Но мгновенно плененный лик
Угасает, чтоб вспыхнуть новым…
Отметим, однако, еще раз стремление поэта «закрепить преходящий миг», сопровождавшее его всю жизнь: еще в 1903 он ставил перед собой задачу «все воспринять – и снова воплотить»…
Вообще-то память у самого Волошина была отличная. Еще юношей, осенью 1892 года, он «совершенно случайно» обнаружил, что знает «почти наизусть отрывки из Гоголя, Щедрина, Тургенева и Достоевского. Кому-то начал рассказывать – и все почти слово в слово. А ведь совсем не думал учить наизусть, а только так читал и запомнил». Человеку, считал Волошин, следует быть насыщенным памятью, «как земля» («Дом поэта», 1926), хранить «в памяти, в сердце, в ушах и в глазах» «миллионы сокровищ» («Четверть века», 1927). Другое качество его ума: объективность, то, что он «зеркально» все отражает. Ему самому это казалось недостойным поэта и послужило поводом для стихотворения 1905 года «Зеркало». Но для мемуариста это свойство, согласимся, неоценимо!
Жизненные впечатления, отложившиеся в памяти, должны быть, по мнению Волошина, преображены: забыться, осесть на дно души, – лишь тогда они станут ее полной принадлежностью.
Забыть не значит потерять:
А окончательно принять —
В себя, на дно, навек… —
писал он в 1907 году. Бытовая «правда» – «захватанная, публичная, тусклая» («Аделаида Герцык», 1929) – была для него лишь правдоподобием. «Воспоминание исключительно субъективно и есть результат жизни и опыта», – отмечал поэт в одной из «творческих тетрадей» (1904). По его мнению, воспоминание – не механический, а творческий процесс, который «обостряет, утончает и обобщает видение» (Волошин М. К.Ф. Богаевский//3олотое руно. – 1907. – № 10. – С. 26).
Однако это были все же лишь размышления о свойствах памяти вообще. На практике же стремление Волошина к достоверности (вспомним использование им, при работе над мемуарами, материалов своего архива), надежная память и «зеркальность» восприятия перевешивали – и, в итоге, можно считать, что субъективность Волошина в воспоминаниях была минимальной. Этому способствовало и отсутствие в его психике перекосов, вызываемых непомерным честолюбием, самолюбованием, пренебрежением к окружающим. Человек он был достаточно скромный, самокритичный, с объективным складом ума. Все это, кстати, хорошо видно в его мемуарах.

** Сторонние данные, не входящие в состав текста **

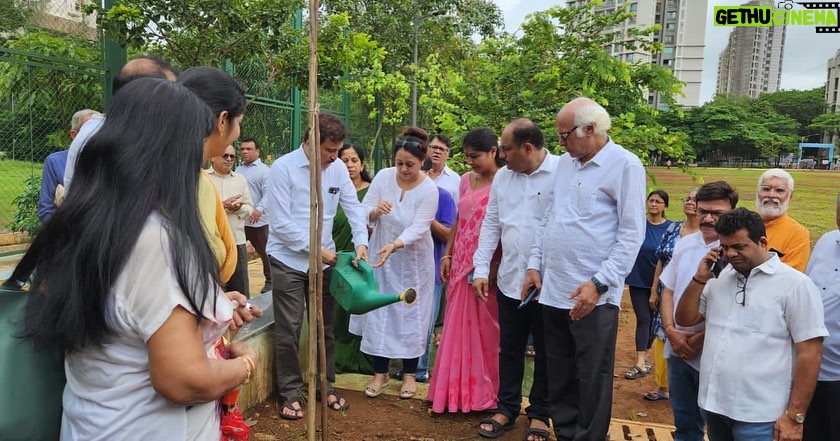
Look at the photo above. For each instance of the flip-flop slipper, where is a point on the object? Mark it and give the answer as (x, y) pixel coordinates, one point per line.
(335, 404)
(534, 431)
(498, 428)
(372, 391)
(655, 396)
(634, 373)
(296, 413)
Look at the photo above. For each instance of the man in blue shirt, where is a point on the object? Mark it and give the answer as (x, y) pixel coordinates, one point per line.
(53, 175)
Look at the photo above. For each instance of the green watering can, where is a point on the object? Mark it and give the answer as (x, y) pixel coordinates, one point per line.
(356, 290)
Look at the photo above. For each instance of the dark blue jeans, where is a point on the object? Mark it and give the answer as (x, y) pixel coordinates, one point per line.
(683, 386)
(514, 326)
(581, 359)
(723, 428)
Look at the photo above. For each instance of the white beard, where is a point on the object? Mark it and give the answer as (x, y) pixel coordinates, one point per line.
(771, 208)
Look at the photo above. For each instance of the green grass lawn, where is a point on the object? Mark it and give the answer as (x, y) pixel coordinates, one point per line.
(12, 175)
(813, 204)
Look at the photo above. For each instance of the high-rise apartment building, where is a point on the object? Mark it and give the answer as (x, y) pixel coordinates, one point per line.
(67, 17)
(832, 90)
(682, 33)
(751, 64)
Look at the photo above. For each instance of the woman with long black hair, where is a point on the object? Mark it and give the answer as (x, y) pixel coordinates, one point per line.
(126, 284)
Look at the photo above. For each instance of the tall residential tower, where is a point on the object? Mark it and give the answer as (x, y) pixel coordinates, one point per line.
(751, 64)
(683, 33)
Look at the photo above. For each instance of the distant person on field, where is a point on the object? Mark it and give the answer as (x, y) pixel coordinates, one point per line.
(256, 225)
(822, 421)
(443, 176)
(52, 178)
(787, 237)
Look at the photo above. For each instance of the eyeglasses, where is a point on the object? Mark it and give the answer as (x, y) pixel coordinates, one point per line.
(741, 295)
(403, 142)
(565, 135)
(773, 190)
(715, 214)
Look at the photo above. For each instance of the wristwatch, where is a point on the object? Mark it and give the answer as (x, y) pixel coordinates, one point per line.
(599, 286)
(797, 418)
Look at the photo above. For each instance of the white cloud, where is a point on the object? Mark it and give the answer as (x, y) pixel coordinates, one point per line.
(805, 55)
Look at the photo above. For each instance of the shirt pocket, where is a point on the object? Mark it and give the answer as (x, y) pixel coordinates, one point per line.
(586, 199)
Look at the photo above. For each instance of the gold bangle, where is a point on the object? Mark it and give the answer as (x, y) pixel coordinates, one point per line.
(247, 362)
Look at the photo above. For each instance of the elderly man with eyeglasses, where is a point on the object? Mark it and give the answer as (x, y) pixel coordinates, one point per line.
(236, 198)
(444, 177)
(764, 333)
(685, 343)
(787, 237)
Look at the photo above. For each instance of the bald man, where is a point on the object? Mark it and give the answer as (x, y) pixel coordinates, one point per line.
(141, 67)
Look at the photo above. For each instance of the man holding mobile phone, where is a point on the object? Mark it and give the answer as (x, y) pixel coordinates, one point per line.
(757, 307)
(685, 343)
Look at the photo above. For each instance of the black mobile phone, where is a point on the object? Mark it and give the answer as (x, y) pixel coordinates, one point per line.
(528, 298)
(718, 266)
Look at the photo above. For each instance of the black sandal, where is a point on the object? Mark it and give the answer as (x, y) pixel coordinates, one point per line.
(296, 412)
(498, 428)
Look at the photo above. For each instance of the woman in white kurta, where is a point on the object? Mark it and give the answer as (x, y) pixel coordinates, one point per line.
(402, 202)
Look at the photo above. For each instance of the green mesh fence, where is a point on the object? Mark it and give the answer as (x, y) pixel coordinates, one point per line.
(50, 67)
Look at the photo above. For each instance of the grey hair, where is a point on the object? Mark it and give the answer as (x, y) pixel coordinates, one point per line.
(76, 120)
(589, 113)
(777, 173)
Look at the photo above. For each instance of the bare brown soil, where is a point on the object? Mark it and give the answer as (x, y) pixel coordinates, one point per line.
(390, 418)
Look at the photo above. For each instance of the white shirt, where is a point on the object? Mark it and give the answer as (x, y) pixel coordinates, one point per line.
(228, 186)
(257, 175)
(109, 393)
(594, 227)
(747, 365)
(449, 181)
(287, 204)
(87, 130)
(824, 270)
(517, 205)
(688, 252)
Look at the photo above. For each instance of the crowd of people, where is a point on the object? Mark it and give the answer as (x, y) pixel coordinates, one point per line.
(141, 266)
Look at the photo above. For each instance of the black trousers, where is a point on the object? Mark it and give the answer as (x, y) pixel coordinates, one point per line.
(239, 279)
(822, 421)
(258, 236)
(580, 358)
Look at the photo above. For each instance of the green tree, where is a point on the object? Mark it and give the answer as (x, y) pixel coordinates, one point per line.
(558, 57)
(801, 105)
(37, 103)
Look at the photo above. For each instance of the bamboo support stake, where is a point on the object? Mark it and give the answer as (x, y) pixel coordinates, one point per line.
(316, 214)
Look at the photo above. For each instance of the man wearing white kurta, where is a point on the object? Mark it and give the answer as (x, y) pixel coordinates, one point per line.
(764, 332)
(287, 204)
(519, 195)
(583, 250)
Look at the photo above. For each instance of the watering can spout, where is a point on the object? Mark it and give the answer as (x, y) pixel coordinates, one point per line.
(356, 290)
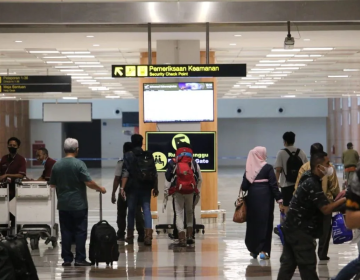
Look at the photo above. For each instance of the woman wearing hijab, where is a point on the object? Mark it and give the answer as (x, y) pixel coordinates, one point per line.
(260, 182)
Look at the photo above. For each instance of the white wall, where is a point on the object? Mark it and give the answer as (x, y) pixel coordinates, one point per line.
(112, 141)
(237, 136)
(50, 134)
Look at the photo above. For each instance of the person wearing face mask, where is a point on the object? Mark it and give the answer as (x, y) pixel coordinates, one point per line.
(42, 155)
(330, 187)
(12, 166)
(303, 223)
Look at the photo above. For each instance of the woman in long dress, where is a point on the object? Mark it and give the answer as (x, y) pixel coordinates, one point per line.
(260, 183)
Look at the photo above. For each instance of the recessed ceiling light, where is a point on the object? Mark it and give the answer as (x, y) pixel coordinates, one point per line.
(285, 50)
(43, 52)
(280, 55)
(318, 49)
(112, 96)
(59, 62)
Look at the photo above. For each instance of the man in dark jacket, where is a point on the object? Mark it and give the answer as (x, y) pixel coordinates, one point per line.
(303, 222)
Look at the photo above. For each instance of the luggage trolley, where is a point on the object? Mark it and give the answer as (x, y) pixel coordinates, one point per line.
(4, 207)
(35, 212)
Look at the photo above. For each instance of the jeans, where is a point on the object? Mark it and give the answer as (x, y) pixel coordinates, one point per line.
(73, 225)
(134, 198)
(298, 251)
(121, 218)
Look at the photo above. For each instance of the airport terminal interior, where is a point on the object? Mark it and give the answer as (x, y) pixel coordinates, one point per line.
(101, 71)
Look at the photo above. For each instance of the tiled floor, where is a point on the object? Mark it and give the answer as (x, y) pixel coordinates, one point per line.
(219, 254)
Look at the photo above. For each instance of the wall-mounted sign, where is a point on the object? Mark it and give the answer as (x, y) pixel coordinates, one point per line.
(30, 84)
(179, 70)
(163, 145)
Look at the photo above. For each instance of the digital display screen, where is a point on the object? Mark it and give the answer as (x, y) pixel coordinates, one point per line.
(163, 145)
(178, 102)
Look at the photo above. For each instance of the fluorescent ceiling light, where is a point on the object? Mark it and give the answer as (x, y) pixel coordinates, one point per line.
(288, 68)
(43, 52)
(87, 62)
(58, 62)
(91, 66)
(285, 50)
(257, 86)
(293, 65)
(112, 96)
(299, 60)
(280, 55)
(318, 49)
(80, 56)
(71, 70)
(262, 69)
(261, 65)
(47, 57)
(59, 67)
(75, 52)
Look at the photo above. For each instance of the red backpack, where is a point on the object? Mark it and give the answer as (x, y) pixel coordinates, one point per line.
(184, 172)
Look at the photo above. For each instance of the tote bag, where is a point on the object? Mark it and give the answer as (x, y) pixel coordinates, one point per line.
(240, 208)
(340, 233)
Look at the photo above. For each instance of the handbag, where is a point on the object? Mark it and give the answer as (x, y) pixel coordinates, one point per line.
(240, 208)
(340, 233)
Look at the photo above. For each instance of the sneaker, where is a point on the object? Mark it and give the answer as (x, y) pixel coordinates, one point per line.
(83, 263)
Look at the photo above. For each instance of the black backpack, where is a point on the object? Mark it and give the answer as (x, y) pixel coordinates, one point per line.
(103, 244)
(143, 168)
(293, 165)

Говоря о достоверности волошинской мемуарной прозы, признаем, что отдельные фактические неточности, особенно в датах, свойственные почти каждому, имеются и у него. Больше всего это относится к воспоминаниям 1932 года, создававшимся после тяжелой болезни, в угнетающей общей обстановке, когда поэту стал очевиден сталинский курс всеобщего «закручивания гаек». К тому же писались они без черновика, без последующей правки, откуда повторы, перескакивание с одного на другое, описки в словах и т. п. Но и тут следует удивляться не тому, что без ошибок не обошлось, а глубине памяти поэта, его заинтересованному отношению к минувшему, верность «тем годам». «Наше «я» ведь и есть наше прошлое», – писал он в 1908 году.